The idea for a plant-based vehicle started two years ago. Each year, the TU/ecomotive team builds an electric car to test new technologies and its own engineering wits, but this year it wanted to do something different.
Quinten Oostvogel, an automotive engineering student and team manager of the TU/ecomotive group, told us: “We wanted to look at bio-based options to build a chassis and considered the plant flax. Flax fibres are very tough, and the flower is very popular in regions like Canada and Russia. This makes it ideal for making strong composites.”
The 22 students then began designing, engineering and building the car. The aim was to take part in the 2017 Shell Eco-marathon, which was held in London in May. Mechanical engineering student and chief mechanical systems and chassis engineer Bas Huisman explained the process: “We built the flax fibres ourselves,” he said. “We first dried thousands of plants in a field in the summer.”
The plants were then placed in an oven to help separate the fibres, which were woven into 100-metre rolls that were dried once more. “We then laid the fibre rolls on top of one another and put them into an oven and pressed them hard to create strong sheets of flax fibre,” Huisman added.
Sheets of flax fibre on their own aren’t strong enough to endure the stress a vehicle chassis goes through when on the road. To add some extra strength, the TU/ecomotive team placed a honeycomb PLA (polylactic acid) structure between two sets of compressed sheets.
The end result is several big plates of flax-fibre ‘blocks’ that can be cut to fit. According to Huisman, 80 per cent of the chassis is made of flax fibre; the rest, such as the suspension, is bolted on. The structure only tips the scales at 70kg, although Huisman claims it could weigh as little as 40kg – a lot lighter than an aluminium chassis.
The rest of the car – an electric drivetrain featuring two motors and a modular lithium-ion battery system – was finished in seven weeks. The vehicle was aptly named Lina by the students, after the Greek goddess of weaving.
Although the 310kg gross vehicle weight was above the maximum 225kg allowance set by Shell to race in the Eco-marathon in London this year, the purpose was never to compete. Rather, it was to make a point. “The reason we created this car was to show manufacturers that they should be looking at different materials,” Oostvogel said.
He explained: “Car makers opt for lightweight materials such as aluminium and carbon fibre to create lighter, more efficient cars. The processing of these materials, however, requires five to six times more energy than steel.
“Consequently, energy that is saved is now spent during the production phase. In addition, recyclability of these lightweight materials is lacking. These are not sustainable materials,” the engineering student added.
Flax fibre is not only more environmentally friendly, it’s also far lighter than any of the materials and can easily be recycled. But what about safety? Oostvogel admitted the team hadn’t crash-tested the car, but said that the honeycomb structure means the flax-fibre chassis has the same structural strength as a fibreglass chassis, which isn’t too far off the strength of an aluminium unit.
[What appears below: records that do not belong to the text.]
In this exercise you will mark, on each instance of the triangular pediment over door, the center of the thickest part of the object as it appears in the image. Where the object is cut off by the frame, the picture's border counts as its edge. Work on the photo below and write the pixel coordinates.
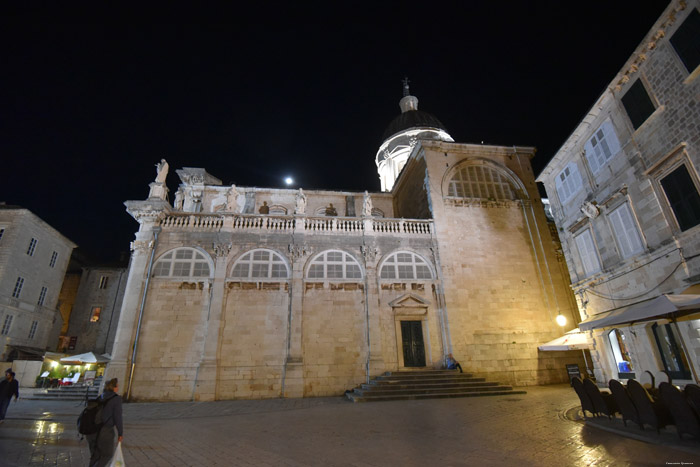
(410, 305)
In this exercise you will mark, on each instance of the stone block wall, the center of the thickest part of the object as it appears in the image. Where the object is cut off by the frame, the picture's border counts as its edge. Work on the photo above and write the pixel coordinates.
(171, 340)
(334, 339)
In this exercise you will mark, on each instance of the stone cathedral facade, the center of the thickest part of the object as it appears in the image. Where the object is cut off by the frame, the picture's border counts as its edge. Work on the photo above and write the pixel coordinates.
(242, 292)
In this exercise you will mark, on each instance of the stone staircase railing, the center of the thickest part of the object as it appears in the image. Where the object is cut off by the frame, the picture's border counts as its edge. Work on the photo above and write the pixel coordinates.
(290, 224)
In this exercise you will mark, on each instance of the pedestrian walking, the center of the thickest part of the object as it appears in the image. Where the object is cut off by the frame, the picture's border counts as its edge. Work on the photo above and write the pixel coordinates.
(103, 443)
(453, 364)
(8, 387)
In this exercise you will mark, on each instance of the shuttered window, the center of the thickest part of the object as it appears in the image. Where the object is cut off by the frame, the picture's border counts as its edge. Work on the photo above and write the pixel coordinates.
(602, 146)
(683, 197)
(587, 252)
(638, 104)
(628, 239)
(568, 182)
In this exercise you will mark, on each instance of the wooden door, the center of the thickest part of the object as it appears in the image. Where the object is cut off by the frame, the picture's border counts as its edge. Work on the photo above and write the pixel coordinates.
(413, 346)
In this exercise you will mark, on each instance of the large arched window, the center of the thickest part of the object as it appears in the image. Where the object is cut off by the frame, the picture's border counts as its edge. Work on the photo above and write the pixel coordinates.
(481, 181)
(405, 265)
(182, 262)
(334, 264)
(260, 264)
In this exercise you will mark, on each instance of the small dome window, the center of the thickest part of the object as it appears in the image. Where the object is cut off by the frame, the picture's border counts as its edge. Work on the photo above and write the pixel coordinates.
(182, 262)
(260, 264)
(334, 264)
(480, 181)
(405, 265)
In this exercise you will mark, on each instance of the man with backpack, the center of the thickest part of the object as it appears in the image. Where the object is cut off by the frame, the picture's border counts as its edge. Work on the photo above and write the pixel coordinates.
(103, 443)
(8, 387)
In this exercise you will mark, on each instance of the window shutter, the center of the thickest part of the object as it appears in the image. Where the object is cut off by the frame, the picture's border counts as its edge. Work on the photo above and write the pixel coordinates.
(568, 182)
(611, 138)
(625, 231)
(591, 156)
(586, 249)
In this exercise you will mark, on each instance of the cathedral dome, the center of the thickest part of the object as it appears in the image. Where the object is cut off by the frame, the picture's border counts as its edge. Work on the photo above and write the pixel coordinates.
(412, 119)
(402, 134)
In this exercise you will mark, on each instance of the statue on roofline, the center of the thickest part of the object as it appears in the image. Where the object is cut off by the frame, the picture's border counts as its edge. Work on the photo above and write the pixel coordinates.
(367, 205)
(300, 202)
(161, 171)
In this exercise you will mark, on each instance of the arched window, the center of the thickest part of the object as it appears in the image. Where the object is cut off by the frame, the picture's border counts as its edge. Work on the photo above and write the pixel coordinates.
(620, 352)
(481, 181)
(277, 210)
(334, 264)
(405, 265)
(260, 264)
(182, 262)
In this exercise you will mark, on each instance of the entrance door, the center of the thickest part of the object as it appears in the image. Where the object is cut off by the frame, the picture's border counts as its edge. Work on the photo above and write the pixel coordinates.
(413, 347)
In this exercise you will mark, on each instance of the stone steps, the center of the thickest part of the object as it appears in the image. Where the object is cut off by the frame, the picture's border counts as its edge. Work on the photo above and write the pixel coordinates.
(68, 393)
(428, 384)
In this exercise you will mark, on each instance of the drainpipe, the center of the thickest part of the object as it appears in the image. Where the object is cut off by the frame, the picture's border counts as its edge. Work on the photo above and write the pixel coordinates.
(544, 258)
(156, 230)
(366, 294)
(289, 322)
(114, 304)
(537, 260)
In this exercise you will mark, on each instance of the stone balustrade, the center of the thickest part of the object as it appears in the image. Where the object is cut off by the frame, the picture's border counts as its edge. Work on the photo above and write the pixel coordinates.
(288, 224)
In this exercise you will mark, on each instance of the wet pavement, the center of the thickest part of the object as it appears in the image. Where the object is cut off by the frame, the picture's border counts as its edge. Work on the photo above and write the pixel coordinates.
(538, 428)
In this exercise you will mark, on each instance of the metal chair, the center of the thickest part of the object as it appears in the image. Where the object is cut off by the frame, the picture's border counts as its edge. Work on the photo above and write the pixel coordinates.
(586, 403)
(603, 403)
(624, 402)
(692, 395)
(683, 415)
(651, 412)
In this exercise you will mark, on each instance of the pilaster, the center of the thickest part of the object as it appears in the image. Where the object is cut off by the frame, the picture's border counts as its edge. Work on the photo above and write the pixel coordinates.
(294, 364)
(206, 384)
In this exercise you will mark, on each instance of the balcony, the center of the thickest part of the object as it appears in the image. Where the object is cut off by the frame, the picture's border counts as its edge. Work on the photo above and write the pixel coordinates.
(251, 223)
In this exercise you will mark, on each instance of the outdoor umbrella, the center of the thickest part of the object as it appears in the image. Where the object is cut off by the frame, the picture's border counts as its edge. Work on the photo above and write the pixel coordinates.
(79, 359)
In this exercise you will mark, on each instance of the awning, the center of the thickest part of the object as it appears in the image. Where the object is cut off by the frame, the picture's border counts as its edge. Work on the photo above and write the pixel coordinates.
(572, 340)
(27, 353)
(663, 306)
(79, 359)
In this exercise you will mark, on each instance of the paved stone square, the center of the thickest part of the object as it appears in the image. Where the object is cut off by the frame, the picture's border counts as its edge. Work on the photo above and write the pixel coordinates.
(529, 429)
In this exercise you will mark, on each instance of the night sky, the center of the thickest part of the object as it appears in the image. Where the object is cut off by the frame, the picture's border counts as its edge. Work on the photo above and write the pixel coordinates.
(89, 106)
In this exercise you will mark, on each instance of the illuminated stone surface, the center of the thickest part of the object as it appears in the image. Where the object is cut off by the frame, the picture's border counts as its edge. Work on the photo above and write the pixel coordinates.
(519, 430)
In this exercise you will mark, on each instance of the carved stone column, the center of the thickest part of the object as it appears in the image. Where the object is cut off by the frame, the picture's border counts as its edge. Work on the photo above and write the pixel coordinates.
(148, 214)
(206, 384)
(294, 365)
(376, 360)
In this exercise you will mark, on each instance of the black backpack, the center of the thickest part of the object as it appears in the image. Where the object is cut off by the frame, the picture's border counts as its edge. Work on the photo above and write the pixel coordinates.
(90, 419)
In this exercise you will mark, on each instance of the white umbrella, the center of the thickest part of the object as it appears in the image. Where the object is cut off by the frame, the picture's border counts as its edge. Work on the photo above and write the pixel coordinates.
(572, 340)
(88, 357)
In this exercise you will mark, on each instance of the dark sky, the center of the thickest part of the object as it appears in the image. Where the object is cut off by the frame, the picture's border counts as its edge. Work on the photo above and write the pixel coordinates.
(89, 106)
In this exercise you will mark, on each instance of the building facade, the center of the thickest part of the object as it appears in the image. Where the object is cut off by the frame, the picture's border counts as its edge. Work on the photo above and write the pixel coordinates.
(244, 292)
(624, 193)
(33, 261)
(95, 313)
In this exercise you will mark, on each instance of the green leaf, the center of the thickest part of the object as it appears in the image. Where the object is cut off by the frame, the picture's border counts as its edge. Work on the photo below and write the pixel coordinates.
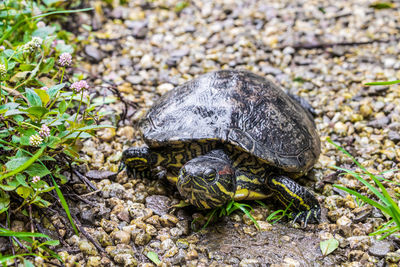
(19, 76)
(383, 83)
(33, 97)
(4, 201)
(64, 48)
(47, 65)
(21, 179)
(38, 112)
(153, 257)
(6, 259)
(13, 112)
(24, 192)
(382, 5)
(40, 202)
(180, 6)
(37, 169)
(52, 91)
(328, 246)
(44, 97)
(25, 136)
(44, 32)
(6, 232)
(25, 165)
(93, 127)
(65, 206)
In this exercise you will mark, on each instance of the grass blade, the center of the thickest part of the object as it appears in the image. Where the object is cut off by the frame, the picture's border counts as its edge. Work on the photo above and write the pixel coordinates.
(383, 83)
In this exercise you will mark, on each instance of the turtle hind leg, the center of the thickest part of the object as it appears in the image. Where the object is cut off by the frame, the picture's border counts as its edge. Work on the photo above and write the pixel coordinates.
(207, 181)
(304, 104)
(304, 205)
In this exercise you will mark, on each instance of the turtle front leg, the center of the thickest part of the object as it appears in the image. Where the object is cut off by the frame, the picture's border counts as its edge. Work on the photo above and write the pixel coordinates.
(305, 205)
(208, 181)
(138, 161)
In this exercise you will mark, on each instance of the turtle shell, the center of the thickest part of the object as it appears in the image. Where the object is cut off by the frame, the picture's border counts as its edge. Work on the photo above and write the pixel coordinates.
(239, 108)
“We’ve done some simulation crashes and the results are encouraging. Definitely you could see flax fibres in future chassis of production cars,” Oostvogel told us.
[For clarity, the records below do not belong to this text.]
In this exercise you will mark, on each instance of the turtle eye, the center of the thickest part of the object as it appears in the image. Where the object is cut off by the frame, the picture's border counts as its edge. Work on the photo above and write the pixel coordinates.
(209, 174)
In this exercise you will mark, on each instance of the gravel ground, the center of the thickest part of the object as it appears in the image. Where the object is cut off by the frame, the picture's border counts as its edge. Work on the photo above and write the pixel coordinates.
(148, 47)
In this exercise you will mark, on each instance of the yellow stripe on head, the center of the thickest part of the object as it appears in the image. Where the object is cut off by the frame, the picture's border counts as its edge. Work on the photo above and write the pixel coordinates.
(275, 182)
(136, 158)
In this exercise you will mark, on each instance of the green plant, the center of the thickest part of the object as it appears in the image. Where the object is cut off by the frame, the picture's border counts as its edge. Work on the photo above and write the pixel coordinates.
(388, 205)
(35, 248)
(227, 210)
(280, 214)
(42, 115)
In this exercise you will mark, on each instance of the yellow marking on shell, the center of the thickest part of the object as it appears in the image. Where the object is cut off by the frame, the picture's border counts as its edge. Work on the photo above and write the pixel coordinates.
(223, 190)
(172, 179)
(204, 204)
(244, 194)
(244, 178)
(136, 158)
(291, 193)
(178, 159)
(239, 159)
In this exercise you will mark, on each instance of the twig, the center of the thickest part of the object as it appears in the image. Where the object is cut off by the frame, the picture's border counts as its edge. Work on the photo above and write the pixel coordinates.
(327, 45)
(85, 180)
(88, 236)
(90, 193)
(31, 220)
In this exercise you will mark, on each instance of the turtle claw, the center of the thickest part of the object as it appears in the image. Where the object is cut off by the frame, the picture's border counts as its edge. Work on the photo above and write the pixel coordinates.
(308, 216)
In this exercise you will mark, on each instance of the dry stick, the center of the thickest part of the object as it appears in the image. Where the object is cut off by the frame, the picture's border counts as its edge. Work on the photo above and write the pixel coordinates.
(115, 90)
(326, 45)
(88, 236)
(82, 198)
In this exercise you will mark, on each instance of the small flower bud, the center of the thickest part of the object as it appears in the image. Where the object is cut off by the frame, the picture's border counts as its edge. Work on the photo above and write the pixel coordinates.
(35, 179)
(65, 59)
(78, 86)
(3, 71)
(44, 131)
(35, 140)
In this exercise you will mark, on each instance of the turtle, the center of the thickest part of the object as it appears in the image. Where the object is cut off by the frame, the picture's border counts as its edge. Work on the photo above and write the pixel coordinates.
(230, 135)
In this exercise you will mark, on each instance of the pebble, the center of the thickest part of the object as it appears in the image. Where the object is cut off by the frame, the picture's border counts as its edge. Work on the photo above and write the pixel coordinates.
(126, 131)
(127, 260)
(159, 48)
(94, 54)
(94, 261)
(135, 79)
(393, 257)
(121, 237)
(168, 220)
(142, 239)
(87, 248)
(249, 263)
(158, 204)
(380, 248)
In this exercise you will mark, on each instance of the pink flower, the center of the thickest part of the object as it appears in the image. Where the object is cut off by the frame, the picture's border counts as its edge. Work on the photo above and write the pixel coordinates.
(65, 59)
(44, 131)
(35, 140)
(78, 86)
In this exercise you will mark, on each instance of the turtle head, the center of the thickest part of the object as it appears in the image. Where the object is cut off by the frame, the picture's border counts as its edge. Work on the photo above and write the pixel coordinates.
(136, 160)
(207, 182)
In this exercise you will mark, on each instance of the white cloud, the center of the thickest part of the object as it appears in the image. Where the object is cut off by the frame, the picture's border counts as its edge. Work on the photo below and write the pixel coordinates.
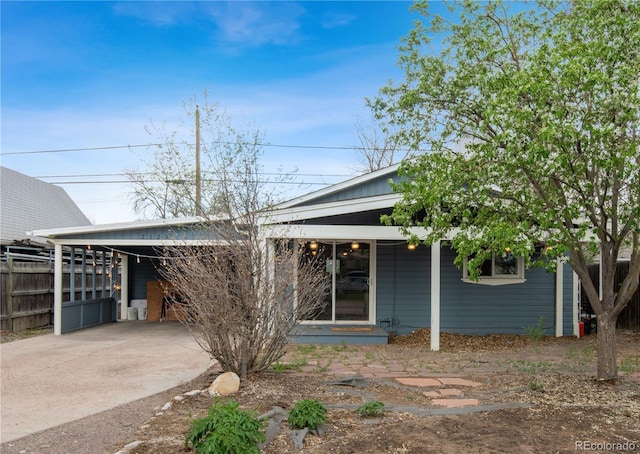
(248, 24)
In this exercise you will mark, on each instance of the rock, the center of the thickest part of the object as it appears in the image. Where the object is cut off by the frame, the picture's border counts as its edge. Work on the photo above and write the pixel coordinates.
(130, 447)
(226, 383)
The TU/ecomotive team isn’t alone in encouraging research and investment into bio-based chassis. Japanese researchers at Kyoto University – working with the Denso Corporation, Toyota’s biggest supplier – are currently studying how wood particles could be incorporated into chassis manufacturing for future vehicles.
Wood particles weigh five times less than steel, but with the correct engineering can be up to five times stronger than the metal, potentially offering huge benefits for car makers. Oostvogel said: “People need to start seeing bio-based materials as more than paper cups. They offer huge amounts of potential utility.”
What’s it like to ride in?
Auto Express was given a brief spin around a closed London street to get a feel for the Lina. The moment you climb aboard, there’s a distinct but pleasant smell of burnt wood. “This is the flax. Because we’ve heated it in the oven there’s a smell to it,” explained team manager Quinten Oostvogel.
Inside, the group has fitted mood lighting and music-streaming ability; this is, after all, a car designed and built by students. With no noise insulation, the electric drivetrain and road noise make themselves heard, and the suspension is rigid, but all these are minor points to note and nothing you wouldn’t find in any other prototype.
Whether this is the future of cars is hard to tell at this stage, but as an engineering feat the flax-fibre car has to be marvelled at.